One of the town's chief attractions is the Chesapeake Bay Maritime Museum, located on land that was formerly occupied by seafood packing houses and a cannery. Saint Michaels is home to a number of historic bay vessels, including the bugeye Edna E. Lockwood, a National Historic Landmark, and several skipjacks.

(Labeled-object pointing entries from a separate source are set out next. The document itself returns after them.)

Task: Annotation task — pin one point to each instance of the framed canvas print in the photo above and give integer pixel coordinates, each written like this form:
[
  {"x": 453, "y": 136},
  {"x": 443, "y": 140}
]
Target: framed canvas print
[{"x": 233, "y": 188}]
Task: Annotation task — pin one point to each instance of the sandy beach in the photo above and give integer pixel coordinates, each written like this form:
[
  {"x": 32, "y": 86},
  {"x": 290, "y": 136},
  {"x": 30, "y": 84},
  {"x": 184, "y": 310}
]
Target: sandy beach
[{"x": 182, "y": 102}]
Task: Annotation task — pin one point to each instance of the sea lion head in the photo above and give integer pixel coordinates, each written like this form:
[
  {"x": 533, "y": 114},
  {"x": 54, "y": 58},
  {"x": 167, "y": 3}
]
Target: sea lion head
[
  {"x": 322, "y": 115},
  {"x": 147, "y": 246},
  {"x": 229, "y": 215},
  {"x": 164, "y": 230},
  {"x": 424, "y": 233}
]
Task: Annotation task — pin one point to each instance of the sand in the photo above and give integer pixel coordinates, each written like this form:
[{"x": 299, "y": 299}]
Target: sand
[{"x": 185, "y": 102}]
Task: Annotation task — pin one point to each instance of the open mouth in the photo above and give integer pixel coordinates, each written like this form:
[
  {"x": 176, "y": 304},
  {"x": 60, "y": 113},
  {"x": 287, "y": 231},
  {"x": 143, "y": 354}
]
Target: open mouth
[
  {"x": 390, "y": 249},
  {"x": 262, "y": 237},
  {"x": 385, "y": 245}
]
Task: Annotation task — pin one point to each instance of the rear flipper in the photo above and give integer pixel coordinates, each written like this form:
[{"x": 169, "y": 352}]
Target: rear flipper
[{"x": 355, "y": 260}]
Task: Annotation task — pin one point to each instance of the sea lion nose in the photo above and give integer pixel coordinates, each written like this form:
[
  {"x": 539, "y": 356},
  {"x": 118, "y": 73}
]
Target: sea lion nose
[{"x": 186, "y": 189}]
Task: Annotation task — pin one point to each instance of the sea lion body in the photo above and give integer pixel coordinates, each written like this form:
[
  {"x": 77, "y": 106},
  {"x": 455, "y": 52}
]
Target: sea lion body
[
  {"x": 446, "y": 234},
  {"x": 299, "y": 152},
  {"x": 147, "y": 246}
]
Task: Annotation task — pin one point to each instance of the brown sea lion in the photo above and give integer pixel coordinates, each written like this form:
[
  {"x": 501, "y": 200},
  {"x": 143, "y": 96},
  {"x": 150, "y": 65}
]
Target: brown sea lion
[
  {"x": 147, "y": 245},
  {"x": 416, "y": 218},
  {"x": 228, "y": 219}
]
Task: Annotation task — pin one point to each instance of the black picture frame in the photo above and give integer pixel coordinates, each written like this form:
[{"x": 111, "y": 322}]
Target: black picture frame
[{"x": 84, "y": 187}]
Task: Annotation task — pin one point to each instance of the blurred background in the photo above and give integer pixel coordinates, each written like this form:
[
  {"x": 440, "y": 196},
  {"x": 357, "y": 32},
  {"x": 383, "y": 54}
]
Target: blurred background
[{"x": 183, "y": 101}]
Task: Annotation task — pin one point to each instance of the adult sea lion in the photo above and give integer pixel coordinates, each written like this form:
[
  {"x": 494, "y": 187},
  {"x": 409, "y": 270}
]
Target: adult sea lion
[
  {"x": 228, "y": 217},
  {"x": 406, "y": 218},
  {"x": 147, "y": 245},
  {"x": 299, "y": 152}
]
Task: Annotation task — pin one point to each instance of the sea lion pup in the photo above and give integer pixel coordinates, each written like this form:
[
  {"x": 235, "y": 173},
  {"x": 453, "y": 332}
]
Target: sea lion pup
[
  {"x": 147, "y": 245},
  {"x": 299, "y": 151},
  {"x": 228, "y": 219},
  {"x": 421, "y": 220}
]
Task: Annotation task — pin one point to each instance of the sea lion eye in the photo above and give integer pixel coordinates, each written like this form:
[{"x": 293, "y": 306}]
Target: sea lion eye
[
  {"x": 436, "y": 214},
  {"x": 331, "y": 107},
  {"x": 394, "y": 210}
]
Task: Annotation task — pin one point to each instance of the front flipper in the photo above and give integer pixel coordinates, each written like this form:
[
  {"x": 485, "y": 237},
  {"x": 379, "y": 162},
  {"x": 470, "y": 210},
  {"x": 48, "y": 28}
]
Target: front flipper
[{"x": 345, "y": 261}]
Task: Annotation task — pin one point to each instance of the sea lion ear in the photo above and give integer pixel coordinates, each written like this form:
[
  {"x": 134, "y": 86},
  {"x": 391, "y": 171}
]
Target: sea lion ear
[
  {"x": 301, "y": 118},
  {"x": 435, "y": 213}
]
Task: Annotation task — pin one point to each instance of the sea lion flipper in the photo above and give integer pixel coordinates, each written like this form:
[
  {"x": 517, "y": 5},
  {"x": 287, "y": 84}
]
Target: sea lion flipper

The Saint Michaels Mill is a 19th century gristmill and was added to the U.S. National Register of Historical Places in 1982.

==Education==
The Talbot County Public Schools includes the St. Michaels Middle/High School.

==Notable people==

- Frederick Douglass was owned as a slave in and around St. Michaels on several occasions during his childhood and teenage years in the early 19th century. He lived within the St. Michaels village limits on several occasions as well as Wye House, a prominent plantation situated across the Miles River from St. Michaels. Researchers have also identified two plantations (though cannot definitively say which one) where Douglass likely worked for Edward Covey, a notorious "slave breaker," in what is now McDaniels, an unincorporated community near St. Michaels. In 1877, Frederick Douglass, then the U.S. Marshall for the District of Columbia, returned to St. Michaels, mainly to meet with his former owner, Thomas Auld, who was on his deathbed. According to Douglass, the meeting, which took place at what is now known as the Dr. Dodson/Bruff house, resulted in a reconciliation between the two men.
- Former baseball player, and member of baseball's Hall of Fame, Harold Baines grew up and still lives in Saint Michaels.
- Former Vice President Dick Cheney and former Secretary of Defense Donald Rumsfeld formerly owned water-front estates outside of St. Michaels.
- Former Secretary of Treasury Nicholas F. Brady owned water-front property outside of St. Michaels.
- Former Senator John Breaux lived in St. Michaels.
- Former Major League Baseball franchise owner and innovator Bill Veeck retired to Saint Michaels after selling the Chicago White Sox in 1981.
- Norman Johnson Stewart, Sr., artist, was a resident of St. Michael's. His home was on Talbot Street. He taught model ship building classes at the St. Michael's Maritime Museum. Some of his models are currently on display at the Smithsonian Museum.
- Author James A. Michener wrote much of his epic novel "Chesapeake" while living at a water-front estate, "Southwind," outside St. Michaels.
- Amelia B. Coppuck Welby (1819–1852), poet
- Washington Nationals Pitcher Tanner Roark lives in Saint Michaels.
- Anne Smith (née Love), social worker and mother of actress Julianne Moore.
- Arthur Cotton Moore, architect.
- Edward M. Gabriel, diplomat
- Amy L. Bondurant, diplomat
- Tony Snow, press secretary
- Joe Trippi, political strategist
- Johnny Mautz, state senator

==Cultural references==
- The movie Clara's Heart starring Whoopi Goldberg and Neil Patrick Harris was filmed in Saint Michaels in 1988.
- The movie Wedding Crashers starring Owen Wilson and Vince Vaughn was partly filmed in Saint Michaels (mainly neighboring Easton) in 2004.
- The 1999 novel The Testament, written by John Grisham, features St. Michaels in the latter half of the book.
- The television show Bob's Burgers In season 6 episode 2, The Land Ship, references a scenario in which, during the War of 1812, the townspeople where the Belcher Family lives pulled a boat onto shore and rocked it back and forth in order to trick the British into running their ships aground thinking the shoreline was further inland. This is referred to in the show as 'The Sloop that Duped the British'. This was confirmed as a reference to St. Michaels by co-writer and Voice of Bob Belcher, H. Jon Benjamin.